Jako inspiracja i punkt wyjścia do własnego planowania może Wam posłużyć moja przykładowa trasa po zachodzie USA:

Przykładowa trasa po zachodzie USA

Jak znaleźć miejsca niezwykłe i mało znane?

Czasem oprócz standardowych atrakcji warto wybrać się w miejsca mało znane, gdzie będziemy mogli poobcować z naturą w samotności. Jak takie miejscówki znaleźć? Kiedyś bardzo dobrze spisywało się Google Earth. Wystarczyło wyświetlić interesujący nas rejon i przejrzeć umieszczone tu zdjęcia. Zawsze znalazło się coś ciekawego. Teraz niestety firma dostarczająca zdjęcia została zlikwidowana i zdjęcia z Google Earth zniknęły. Powoli pojawiają się nowe, ale zapewne upłynie trochę czasu, zanim staną się istotną pomocą, bo wciąż jest ich bardzo mało.

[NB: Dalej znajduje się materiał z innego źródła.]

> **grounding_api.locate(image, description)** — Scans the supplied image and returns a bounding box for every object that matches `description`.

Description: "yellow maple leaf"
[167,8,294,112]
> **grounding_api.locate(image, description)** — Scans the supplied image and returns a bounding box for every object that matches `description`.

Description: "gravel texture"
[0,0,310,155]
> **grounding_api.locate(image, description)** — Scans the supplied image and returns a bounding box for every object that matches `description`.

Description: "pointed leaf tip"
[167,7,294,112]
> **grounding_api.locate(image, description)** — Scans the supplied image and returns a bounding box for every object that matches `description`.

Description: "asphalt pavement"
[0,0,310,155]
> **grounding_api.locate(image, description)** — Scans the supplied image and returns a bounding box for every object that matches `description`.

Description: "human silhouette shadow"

W tej chwili najlepiej sprawdza się Pinterest. Wpisujecie sobie interesujący Was rejon, np. Utah i wyskakują Wam zdjęcia najpiękniejszych miejsc w tym stanie. Cześć z nich to miejsca popularne, ale między nimi znajdziecie sporo  zupełnie nieznanych.

Instagram zupełnie się do tego nie nadaje, tam chyba nikt, poza mną, nie podaje dokładnej lokalizacji. 😉 Większość podpisów pod zdjęciami to jakieś poetyckie wywody w stylu „Mountain it’s calling” albo „Challenge your limits”. Nic dla nas z tego nie wynika.

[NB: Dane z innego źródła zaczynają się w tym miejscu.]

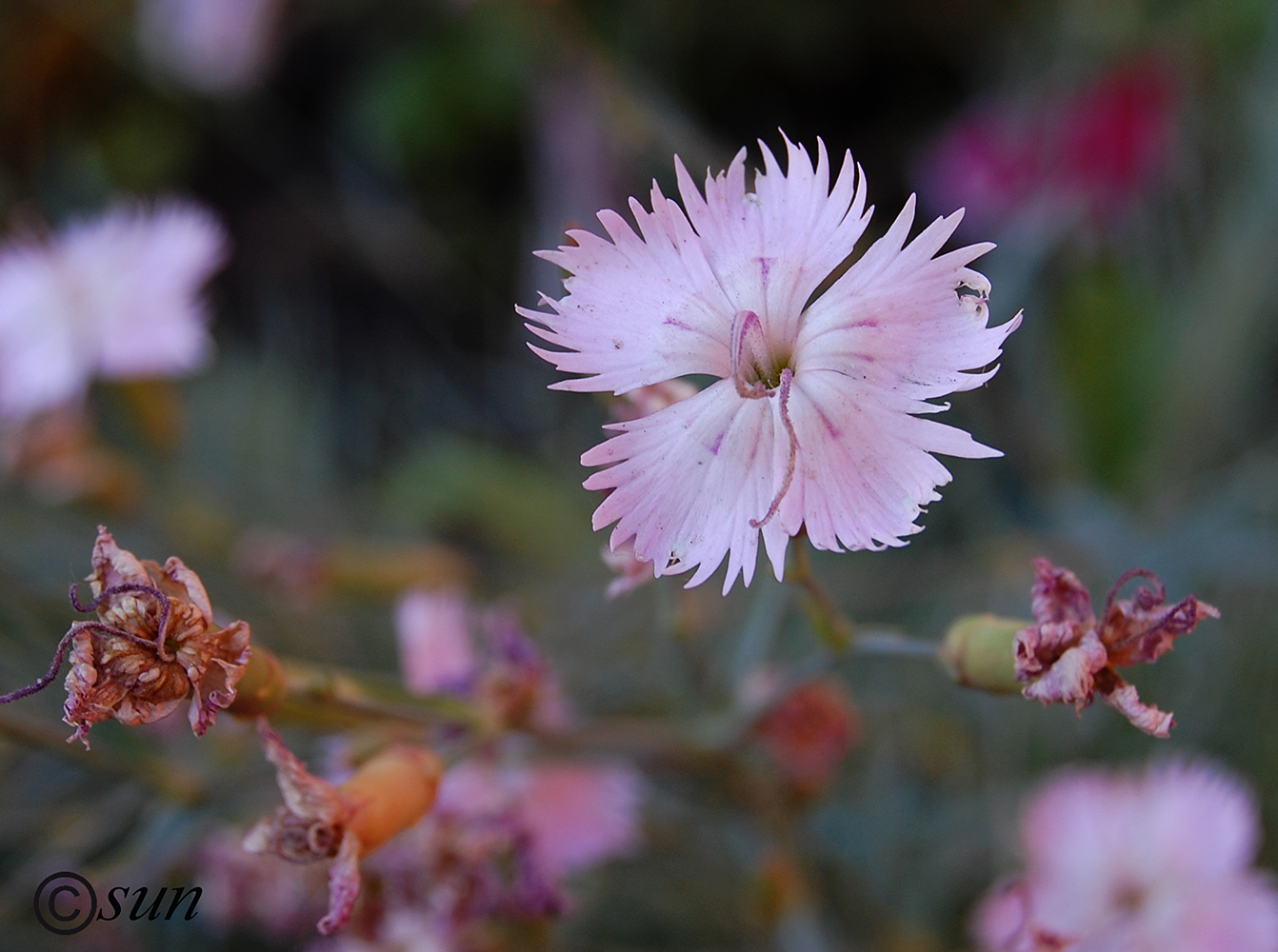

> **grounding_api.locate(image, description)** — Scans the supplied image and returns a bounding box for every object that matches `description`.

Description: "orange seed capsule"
[337,746,444,856]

Jeśli chcecie uzupełnić swoją trasę o naprawdę niezwykłe, mało znane i nieznane miejsca, zapraszam na moją stronę Ameryka dla Podróżnika  Każde z nich jest dokładnie opisane i zawiera instrukcję, jak tam dojechać.

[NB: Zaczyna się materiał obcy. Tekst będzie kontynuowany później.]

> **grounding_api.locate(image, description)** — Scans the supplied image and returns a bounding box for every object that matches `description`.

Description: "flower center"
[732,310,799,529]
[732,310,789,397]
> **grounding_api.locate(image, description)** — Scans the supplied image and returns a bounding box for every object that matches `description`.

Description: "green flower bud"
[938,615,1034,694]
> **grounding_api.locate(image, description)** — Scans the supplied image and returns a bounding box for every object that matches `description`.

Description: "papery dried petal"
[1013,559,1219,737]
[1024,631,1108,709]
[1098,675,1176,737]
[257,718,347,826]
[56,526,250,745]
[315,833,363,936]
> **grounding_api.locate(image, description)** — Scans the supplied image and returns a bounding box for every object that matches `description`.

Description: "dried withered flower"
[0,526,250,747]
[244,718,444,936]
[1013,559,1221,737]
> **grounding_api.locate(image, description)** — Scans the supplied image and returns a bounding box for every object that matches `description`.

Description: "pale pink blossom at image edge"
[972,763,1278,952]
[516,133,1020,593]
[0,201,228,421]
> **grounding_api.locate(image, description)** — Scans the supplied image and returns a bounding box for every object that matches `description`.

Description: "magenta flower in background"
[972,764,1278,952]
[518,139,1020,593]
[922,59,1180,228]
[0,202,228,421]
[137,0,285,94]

Zapraszam też na Instagrama, każde moje zdjęcie jest opisane. 🙂

planowanie wyjazdu do usa

Co zobaczyć i w „co się bawić”?

Moim zdaniem w Stanach, a szczególnie na Zachodzie, najatrakcyjniejszymi miejscami są parki przyrodnicze: narodowe, stanowe, jak i indiańskie. Moimi zdecydowanymi faworytami są: Grand Staircase Escalante NM, Arches NP, Capitol Reef NP, Yellowstone NP, Monument Valley TP, Canyonlands NP, Valley of Fire SP, Yosemite NP, Mesa Verde NP, Crater Lake NP. To moja złota dziesiątka, dokładnie w takiej kolejności.

Oprócz zwiedzania warto zaplanować sobie kilka innych atrakcji. Dobrym pomysłem może być plażowanie w ładnym miejscu, rafting, którąś z rzek, pożyczenie rowerów, ATV lub jeepa, lot balonem lub helikopterem, konna przejażdżka w pięknych okolicznościach przyrody.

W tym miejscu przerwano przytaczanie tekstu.